In-room imaging improves both precision and accuracy. Treatment time for IGRT is extended only 5 to 10 minutes through the use of daily localization. Patient setup accounts for 2 to 5 minutes of treatment time, and Duke On-Board Imager kilovolt or megavolt imaging takes about a minute. Two-dimensional matching analysis requires another 2 to 5 minutes. CBCT imaging takes 3 minutes, and 3D matching analysis takes 2 to 5 minutes. Reposi-tioning based on the localization information takes about a minute and is followed by 10 to 15 minutes of treatment. The total case time, with CBCT, is 20 to 35 minutes; without CBCT, 15 to 25 minutes.

The imaging modality chosen for localization will naturally affect the patient’s total radiation exposure. The lowest dose (less than 0.1 cGy) is associated with obtaining an orthogonal set of kilovolt images, and the highest, at 8 cGy, is for a good quality CBCT head scan. An orthogonal set of megavolt digital images can approach the same dose, at 5 to 8 cGy; megavolt CT tomotherapy, as reported, 1 to 2 cGy. A CBCT body scan delivers a dose of 3 to 4 cGy.

Quality Assurance

System performance, user experience, and facility expectations can all change the frequency with which quality-assurance procedures must be performed. Nonetheless, some general recommendations can be made. Detector stability and system performance should be evaluated daily or before each use. Dark image calibration is needed before each use as well. In geometric quality assurance, a tolerance of less than 1 mm should be expected for the localizing lasers, a simple test object, and the motion and deployment of the system’s components.

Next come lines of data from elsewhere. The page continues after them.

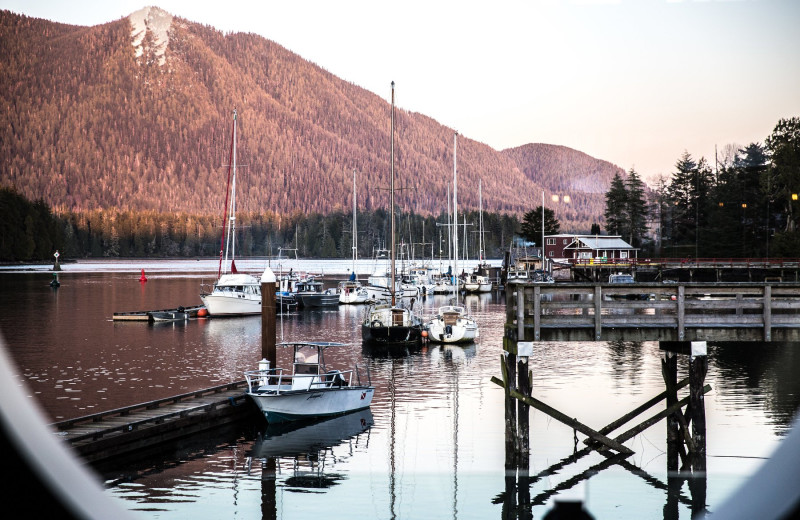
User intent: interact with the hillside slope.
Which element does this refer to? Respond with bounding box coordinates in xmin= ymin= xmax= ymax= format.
xmin=0 ymin=8 xmax=616 ymax=229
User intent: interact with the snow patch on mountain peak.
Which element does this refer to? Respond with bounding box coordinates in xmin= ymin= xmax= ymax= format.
xmin=128 ymin=7 xmax=172 ymax=65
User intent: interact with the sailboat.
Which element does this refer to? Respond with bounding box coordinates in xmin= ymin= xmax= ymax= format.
xmin=425 ymin=132 xmax=478 ymax=343
xmin=464 ymin=180 xmax=492 ymax=293
xmin=200 ymin=108 xmax=261 ymax=316
xmin=339 ymin=170 xmax=369 ymax=304
xmin=361 ymin=81 xmax=422 ymax=347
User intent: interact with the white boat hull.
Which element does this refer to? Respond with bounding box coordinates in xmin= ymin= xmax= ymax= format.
xmin=247 ymin=386 xmax=375 ymax=424
xmin=428 ymin=318 xmax=478 ymax=343
xmin=464 ymin=282 xmax=492 ymax=293
xmin=200 ymin=294 xmax=261 ymax=316
xmin=339 ymin=288 xmax=369 ymax=304
xmin=425 ymin=305 xmax=478 ymax=343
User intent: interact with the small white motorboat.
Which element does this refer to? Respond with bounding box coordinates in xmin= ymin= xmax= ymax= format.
xmin=244 ymin=342 xmax=375 ymax=424
xmin=339 ymin=280 xmax=370 ymax=304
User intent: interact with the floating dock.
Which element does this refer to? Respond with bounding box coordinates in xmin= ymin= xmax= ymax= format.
xmin=112 ymin=305 xmax=205 ymax=321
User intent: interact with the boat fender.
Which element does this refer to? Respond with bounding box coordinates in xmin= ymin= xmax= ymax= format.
xmin=327 ymin=370 xmax=345 ymax=388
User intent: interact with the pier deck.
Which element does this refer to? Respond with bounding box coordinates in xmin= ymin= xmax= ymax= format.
xmin=504 ymin=282 xmax=800 ymax=346
xmin=51 ymin=381 xmax=256 ymax=462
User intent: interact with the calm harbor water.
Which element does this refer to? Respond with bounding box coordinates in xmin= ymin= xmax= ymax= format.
xmin=0 ymin=260 xmax=800 ymax=519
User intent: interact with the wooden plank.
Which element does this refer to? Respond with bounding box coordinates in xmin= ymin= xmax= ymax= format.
xmin=492 ymin=377 xmax=633 ymax=454
xmin=614 ymin=385 xmax=711 ymax=442
xmin=583 ymin=377 xmax=689 ymax=444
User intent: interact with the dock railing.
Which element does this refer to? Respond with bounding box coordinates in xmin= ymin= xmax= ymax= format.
xmin=504 ymin=283 xmax=800 ymax=344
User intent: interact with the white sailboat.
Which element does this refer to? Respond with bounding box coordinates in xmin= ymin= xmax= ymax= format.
xmin=339 ymin=170 xmax=369 ymax=304
xmin=425 ymin=132 xmax=478 ymax=343
xmin=361 ymin=81 xmax=422 ymax=347
xmin=200 ymin=109 xmax=261 ymax=317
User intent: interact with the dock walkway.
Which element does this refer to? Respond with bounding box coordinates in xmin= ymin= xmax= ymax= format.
xmin=51 ymin=381 xmax=256 ymax=462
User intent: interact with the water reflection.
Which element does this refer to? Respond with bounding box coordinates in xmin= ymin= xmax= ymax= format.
xmin=709 ymin=343 xmax=800 ymax=434
xmin=252 ymin=409 xmax=374 ymax=519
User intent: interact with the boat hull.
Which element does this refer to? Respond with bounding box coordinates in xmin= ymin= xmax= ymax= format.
xmin=428 ymin=320 xmax=478 ymax=343
xmin=247 ymin=386 xmax=375 ymax=424
xmin=339 ymin=288 xmax=370 ymax=304
xmin=361 ymin=324 xmax=422 ymax=346
xmin=297 ymin=293 xmax=339 ymax=308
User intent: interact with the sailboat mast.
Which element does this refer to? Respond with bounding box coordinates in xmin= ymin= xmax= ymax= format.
xmin=353 ymin=168 xmax=358 ymax=273
xmin=478 ymin=179 xmax=483 ymax=264
xmin=389 ymin=81 xmax=395 ymax=307
xmin=225 ymin=108 xmax=236 ymax=270
xmin=453 ymin=132 xmax=458 ymax=304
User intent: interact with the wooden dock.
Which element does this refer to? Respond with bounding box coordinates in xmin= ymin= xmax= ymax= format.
xmin=51 ymin=381 xmax=258 ymax=463
xmin=503 ymin=282 xmax=800 ymax=351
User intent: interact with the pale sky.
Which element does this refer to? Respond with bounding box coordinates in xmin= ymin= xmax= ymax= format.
xmin=0 ymin=0 xmax=800 ymax=184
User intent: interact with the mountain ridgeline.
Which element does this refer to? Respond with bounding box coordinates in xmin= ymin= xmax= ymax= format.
xmin=0 ymin=7 xmax=624 ymax=231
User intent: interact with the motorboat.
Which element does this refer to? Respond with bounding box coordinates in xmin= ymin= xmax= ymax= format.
xmin=252 ymin=408 xmax=375 ymax=459
xmin=361 ymin=302 xmax=423 ymax=346
xmin=294 ymin=276 xmax=339 ymax=309
xmin=426 ymin=305 xmax=478 ymax=343
xmin=361 ymin=82 xmax=422 ymax=347
xmin=338 ymin=280 xmax=371 ymax=304
xmin=244 ymin=342 xmax=375 ymax=424
xmin=464 ymin=269 xmax=492 ymax=293
xmin=200 ymin=109 xmax=261 ymax=317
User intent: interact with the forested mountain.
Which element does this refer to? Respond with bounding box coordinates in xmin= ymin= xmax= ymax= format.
xmin=0 ymin=8 xmax=619 ymax=231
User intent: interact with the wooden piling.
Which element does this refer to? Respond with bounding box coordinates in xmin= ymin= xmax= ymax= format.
xmin=261 ymin=267 xmax=278 ymax=368
xmin=517 ymin=352 xmax=533 ymax=458
xmin=689 ymin=341 xmax=708 ymax=464
xmin=500 ymin=351 xmax=519 ymax=471
xmin=661 ymin=351 xmax=680 ymax=471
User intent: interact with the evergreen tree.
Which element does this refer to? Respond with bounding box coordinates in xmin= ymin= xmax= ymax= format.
xmin=765 ymin=117 xmax=800 ymax=234
xmin=604 ymin=173 xmax=630 ymax=236
xmin=520 ymin=206 xmax=561 ymax=245
xmin=625 ymin=168 xmax=647 ymax=247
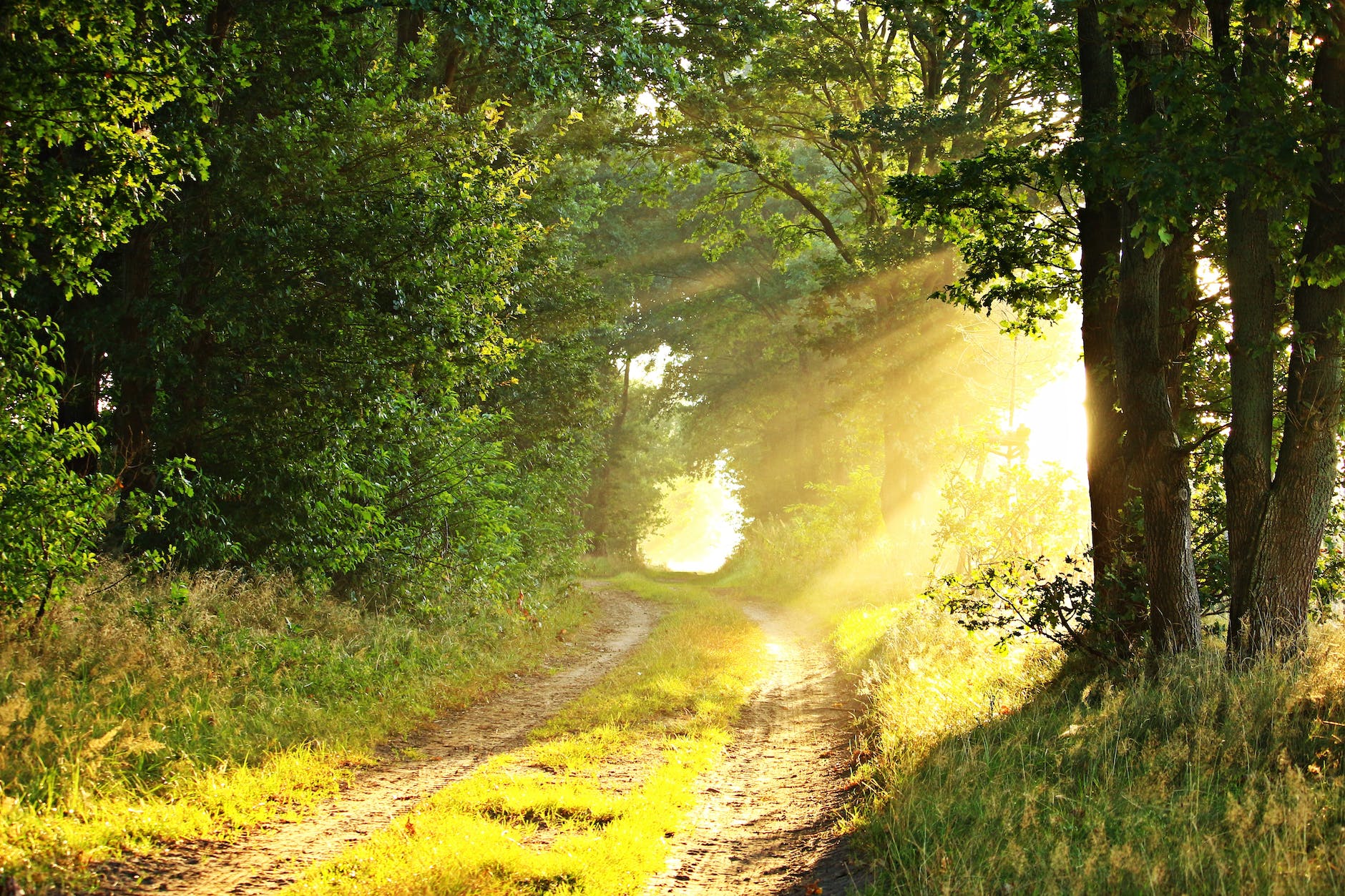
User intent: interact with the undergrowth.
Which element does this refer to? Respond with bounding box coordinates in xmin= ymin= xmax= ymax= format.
xmin=0 ymin=573 xmax=587 ymax=890
xmin=862 ymin=612 xmax=1345 ymax=893
xmin=280 ymin=573 xmax=764 ymax=896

Safety testing should ensure that the warning lights and the interlocks that prevent or interrupt irradiation are functioning. Warm-up evaluation should cover functional status of the generator, detector, and collimator operation, as well as whether the detector’s signal is within the expected range. Elements of the clinical process, such as database integrity and the availability of storage space, should be checked at the same time. More detailed quality assurance should usually be conducted monthly.

Data Management and System Costs

Management of patient information is of critical importance in modern radiation therapy. File sizes for tumor localization vary immensely, from 0.4MB for a megavolt image to 28MB for CBCT. A kilovolt image is of moderate size (at 1.5MB). Overall, a CT-based plan may require 50MB to 200MB of data storage, but an IGRT patient’s folder is three or more times larger, needing 600MB to 2 gigabytes of storage.

There are, of course, other factors to be considered in determining the best daily localization method. No matter which technology is chosen, hardware and software will be required, along with an information network to support data movement.

Because financial considerations can become important if there are large differences in hardware, software, and network costs, the planning process should include more than the hardware, software, and network components. The actual cost of daily-localization technology will also be affected by its power requirements, reimbursability, training needs, and staffing expenses, all of which need careful evaluation.

Fang-Fang Yin, PhD, is Professor and Director of Radiation Physics, Department of Radiation Oncology, Duke University Medical Center, Durham, NC. This article has been adapted from Dr Yin’s presentation at the annual meeting of the American Association of Physicists in Medicine, July 30, 2006, in Miami.